Pingxi does not let the coal era slip away quietly. The Jingtong Coal Memorial Park and the Jingtong Mining Industry Museum preserve the material history of that period: the equipment, the records, the photographs of men at the pit head. The Taiwan Coal Mine Museum extends that archive further, placing local mining within the broader context of Taiwan's industrial history. Jingtong Old Street, running through the mining settlement at the end of the Pingxi Line, retains the architecture of the early twentieth century — wooden shophouses built for a community that expected its main business to be extracting coal, not receiving tourists. Walking the old streets today, with the museums nearby, is a way of holding both realities at once: the district as it is now, and the district as it was when the work was underground and constant.

Light Rising

The sky lantern tradition in Pingxi has become the district's most internationally recognized feature, drawing visitors from across Taiwan and abroad to the Pingxi International Sky Lantern Festival each Lantern Festival season. The practice involves writing wishes or messages on large paper lanterns, then releasing them from the valley floor to rise above the mountains. The sight — hundreds or thousands of small fires ascending against the dark sky above the river valley — is genuinely striking. Whether the tradition has deep local roots or was adapted and amplified in more recent decades as tourism grew, the wish-writing gives each lantern a personal dimension. The light is not anonymous: someone's words are burning up there, rising above the ridge that once concealed coal seams.

The Valley's Waters

The district's geography anchors its character. Pingxi sits in a valley carved by the upper Keelung River and its tributaries — steep-sided, forested, punctuated by waterfalls that drop from the surrounding ridges. Shifen Waterfall, the widest waterfall in Taiwan, lies within the district, a cascade that spreads across layered rock in a broad curtain. Lingjiao Waterfall offers a different character: narrower, higher, more dramatic in its verticality. These waterfalls are remnants of the same geological energy that folded the mountains here, and they draw hikers and day-trippers along trails that connect the valley towns. With a population of only 4,253 as of February 2023 — the smallest of any New Taipei district — Pingxi is intimate country, where the natural features are never far from the few streets.

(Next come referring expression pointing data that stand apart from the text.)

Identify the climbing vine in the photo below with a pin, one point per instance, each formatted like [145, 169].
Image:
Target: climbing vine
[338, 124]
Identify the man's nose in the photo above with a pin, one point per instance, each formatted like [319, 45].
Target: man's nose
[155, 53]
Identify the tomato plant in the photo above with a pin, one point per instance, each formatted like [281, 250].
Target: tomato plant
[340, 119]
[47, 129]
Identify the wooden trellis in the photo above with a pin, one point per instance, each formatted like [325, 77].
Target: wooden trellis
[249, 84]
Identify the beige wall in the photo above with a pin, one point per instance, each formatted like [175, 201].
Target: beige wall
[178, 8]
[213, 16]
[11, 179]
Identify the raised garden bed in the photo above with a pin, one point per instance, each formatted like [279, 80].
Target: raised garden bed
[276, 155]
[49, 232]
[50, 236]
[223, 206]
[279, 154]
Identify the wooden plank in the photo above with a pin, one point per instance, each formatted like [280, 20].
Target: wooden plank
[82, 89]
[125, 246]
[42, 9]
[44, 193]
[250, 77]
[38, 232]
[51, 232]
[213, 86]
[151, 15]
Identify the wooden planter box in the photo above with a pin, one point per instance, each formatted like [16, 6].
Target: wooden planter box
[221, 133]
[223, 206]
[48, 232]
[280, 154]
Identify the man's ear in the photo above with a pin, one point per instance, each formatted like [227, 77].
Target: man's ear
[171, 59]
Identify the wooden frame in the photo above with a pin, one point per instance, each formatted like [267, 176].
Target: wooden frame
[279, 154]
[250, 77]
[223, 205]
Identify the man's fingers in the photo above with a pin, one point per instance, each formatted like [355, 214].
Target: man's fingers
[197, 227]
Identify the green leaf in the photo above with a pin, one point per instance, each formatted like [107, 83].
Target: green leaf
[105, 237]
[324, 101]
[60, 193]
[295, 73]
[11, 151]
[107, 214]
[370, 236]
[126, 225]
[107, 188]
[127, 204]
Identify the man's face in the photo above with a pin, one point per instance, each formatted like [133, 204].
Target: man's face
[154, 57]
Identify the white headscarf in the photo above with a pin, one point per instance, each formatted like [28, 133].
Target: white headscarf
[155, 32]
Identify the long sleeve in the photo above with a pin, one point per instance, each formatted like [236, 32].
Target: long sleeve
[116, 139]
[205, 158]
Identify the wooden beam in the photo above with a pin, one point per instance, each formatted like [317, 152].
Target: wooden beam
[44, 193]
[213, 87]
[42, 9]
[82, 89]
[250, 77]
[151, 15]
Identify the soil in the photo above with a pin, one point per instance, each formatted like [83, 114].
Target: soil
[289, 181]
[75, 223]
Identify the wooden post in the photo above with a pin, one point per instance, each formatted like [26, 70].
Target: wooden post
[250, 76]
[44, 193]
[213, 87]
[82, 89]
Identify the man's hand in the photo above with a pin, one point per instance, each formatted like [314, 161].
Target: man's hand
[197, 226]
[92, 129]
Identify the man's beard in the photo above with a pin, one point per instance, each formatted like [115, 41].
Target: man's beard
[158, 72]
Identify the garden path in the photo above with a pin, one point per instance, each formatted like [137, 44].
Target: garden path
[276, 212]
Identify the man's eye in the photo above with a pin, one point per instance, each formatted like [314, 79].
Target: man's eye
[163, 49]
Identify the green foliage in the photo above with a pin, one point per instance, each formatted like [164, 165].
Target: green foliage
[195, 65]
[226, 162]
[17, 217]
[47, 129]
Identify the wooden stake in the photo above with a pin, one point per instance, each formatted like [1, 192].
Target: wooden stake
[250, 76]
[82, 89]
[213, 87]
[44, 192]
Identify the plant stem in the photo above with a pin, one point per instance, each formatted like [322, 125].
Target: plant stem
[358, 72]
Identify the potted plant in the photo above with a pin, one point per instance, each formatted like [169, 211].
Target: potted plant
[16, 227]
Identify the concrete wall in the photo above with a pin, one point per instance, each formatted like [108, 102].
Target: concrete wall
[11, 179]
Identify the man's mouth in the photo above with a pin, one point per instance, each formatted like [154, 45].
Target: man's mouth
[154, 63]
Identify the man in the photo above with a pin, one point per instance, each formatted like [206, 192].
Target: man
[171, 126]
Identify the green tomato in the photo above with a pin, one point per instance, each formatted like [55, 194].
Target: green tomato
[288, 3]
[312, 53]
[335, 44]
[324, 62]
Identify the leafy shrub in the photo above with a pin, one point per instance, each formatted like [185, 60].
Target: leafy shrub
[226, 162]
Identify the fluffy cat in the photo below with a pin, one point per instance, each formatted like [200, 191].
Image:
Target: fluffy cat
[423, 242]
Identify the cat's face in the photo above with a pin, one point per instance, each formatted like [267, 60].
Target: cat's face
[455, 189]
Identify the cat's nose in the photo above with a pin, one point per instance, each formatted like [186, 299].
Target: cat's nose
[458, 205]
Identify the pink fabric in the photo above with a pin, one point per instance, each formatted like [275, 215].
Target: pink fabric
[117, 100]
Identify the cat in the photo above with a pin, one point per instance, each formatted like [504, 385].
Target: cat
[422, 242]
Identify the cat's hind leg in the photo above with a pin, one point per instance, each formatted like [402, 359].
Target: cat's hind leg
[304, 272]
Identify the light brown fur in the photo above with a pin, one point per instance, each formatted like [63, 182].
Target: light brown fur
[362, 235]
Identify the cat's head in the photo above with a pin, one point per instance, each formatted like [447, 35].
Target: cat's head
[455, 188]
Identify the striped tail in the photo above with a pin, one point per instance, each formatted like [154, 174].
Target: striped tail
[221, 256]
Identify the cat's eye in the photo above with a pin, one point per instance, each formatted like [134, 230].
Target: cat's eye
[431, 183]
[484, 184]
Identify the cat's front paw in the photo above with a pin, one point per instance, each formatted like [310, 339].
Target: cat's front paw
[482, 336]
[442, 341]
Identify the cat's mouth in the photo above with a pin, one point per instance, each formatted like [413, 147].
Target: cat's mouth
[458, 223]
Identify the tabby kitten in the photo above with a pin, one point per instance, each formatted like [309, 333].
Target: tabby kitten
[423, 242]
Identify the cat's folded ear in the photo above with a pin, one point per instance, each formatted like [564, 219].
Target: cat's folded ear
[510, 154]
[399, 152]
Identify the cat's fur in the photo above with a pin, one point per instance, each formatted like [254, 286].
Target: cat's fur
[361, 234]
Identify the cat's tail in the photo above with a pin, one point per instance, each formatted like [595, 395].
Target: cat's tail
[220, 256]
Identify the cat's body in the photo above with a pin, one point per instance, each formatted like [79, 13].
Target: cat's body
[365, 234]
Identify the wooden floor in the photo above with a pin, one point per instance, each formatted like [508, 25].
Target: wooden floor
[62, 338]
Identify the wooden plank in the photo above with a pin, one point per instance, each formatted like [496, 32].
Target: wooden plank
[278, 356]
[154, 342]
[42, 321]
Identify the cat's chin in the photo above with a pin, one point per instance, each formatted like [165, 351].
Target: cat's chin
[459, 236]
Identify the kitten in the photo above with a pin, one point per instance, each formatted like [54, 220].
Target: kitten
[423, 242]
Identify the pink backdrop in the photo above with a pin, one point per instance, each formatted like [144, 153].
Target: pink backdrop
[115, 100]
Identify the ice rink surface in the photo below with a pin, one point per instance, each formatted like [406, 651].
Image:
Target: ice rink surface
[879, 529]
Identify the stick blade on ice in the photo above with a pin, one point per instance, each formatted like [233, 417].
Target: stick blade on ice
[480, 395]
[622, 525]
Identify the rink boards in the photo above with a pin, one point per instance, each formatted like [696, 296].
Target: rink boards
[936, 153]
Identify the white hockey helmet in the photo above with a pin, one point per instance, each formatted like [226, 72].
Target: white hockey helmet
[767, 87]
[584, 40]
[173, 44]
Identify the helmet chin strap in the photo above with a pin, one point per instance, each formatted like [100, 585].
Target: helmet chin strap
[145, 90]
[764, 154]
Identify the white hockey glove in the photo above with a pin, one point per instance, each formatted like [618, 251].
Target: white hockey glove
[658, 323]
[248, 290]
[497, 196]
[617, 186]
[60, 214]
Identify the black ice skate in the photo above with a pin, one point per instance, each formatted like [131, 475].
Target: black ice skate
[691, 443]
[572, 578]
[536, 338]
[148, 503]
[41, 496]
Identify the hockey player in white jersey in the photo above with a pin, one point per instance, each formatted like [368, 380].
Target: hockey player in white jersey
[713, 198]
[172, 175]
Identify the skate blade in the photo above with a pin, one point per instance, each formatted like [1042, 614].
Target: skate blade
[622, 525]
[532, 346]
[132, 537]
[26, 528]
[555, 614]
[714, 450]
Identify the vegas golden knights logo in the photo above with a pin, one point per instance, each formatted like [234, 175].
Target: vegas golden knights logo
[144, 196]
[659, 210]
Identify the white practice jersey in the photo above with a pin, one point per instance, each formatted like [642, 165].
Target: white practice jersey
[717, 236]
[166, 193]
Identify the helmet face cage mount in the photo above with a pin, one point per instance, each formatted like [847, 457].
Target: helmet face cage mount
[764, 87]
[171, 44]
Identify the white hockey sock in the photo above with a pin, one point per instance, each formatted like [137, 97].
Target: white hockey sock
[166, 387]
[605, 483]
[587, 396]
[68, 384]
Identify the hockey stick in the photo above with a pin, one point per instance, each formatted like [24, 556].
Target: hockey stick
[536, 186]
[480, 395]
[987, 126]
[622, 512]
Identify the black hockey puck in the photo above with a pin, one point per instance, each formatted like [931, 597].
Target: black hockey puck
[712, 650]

Small District, Long Memory

New Taipei City encompasses 29 districts ranging from dense urban centers to remote mountain communities. Pingxi is among the most remote and the least populated. The railway is the lifeline — without the Pingxi Line winding up from Ruifang, the valley communities would be far more isolated than they are. The district's smallness is not a deficit but a character: it enforces a pace that larger places cannot manage, a connection between residents and landscape that density disrupts. The coal is gone, the mines are museums, and the lanterns rise where the pit headframes once stood. What persists is the valley itself, and the Keelung River beginning its long journey to the sea from a source in Jingtong that has been flowing since long before the first miner arrived.

From the Air

Pingxi District lies at approximately 25.026°N, 121.739°E in the mountain interior of northeast Taiwan, roughly 30 kilometers east of Taipei. Flying east from Taipei Songshan Airport (RCSS) at 3,000–4,000 feet, the Keelung River valley is the main corridor into the district — the forested ridges close in on both sides as the valley narrows toward Pingxi and Jingtong. At lower altitudes, the Pingxi Line railway can be traced as it winds along the valley floor. The Shifen waterfall area may be visible as a white cascade on the valley wall. Nearest major airport: Taipei Songshan (RCSS), approximately 30 kilometers west-northwest.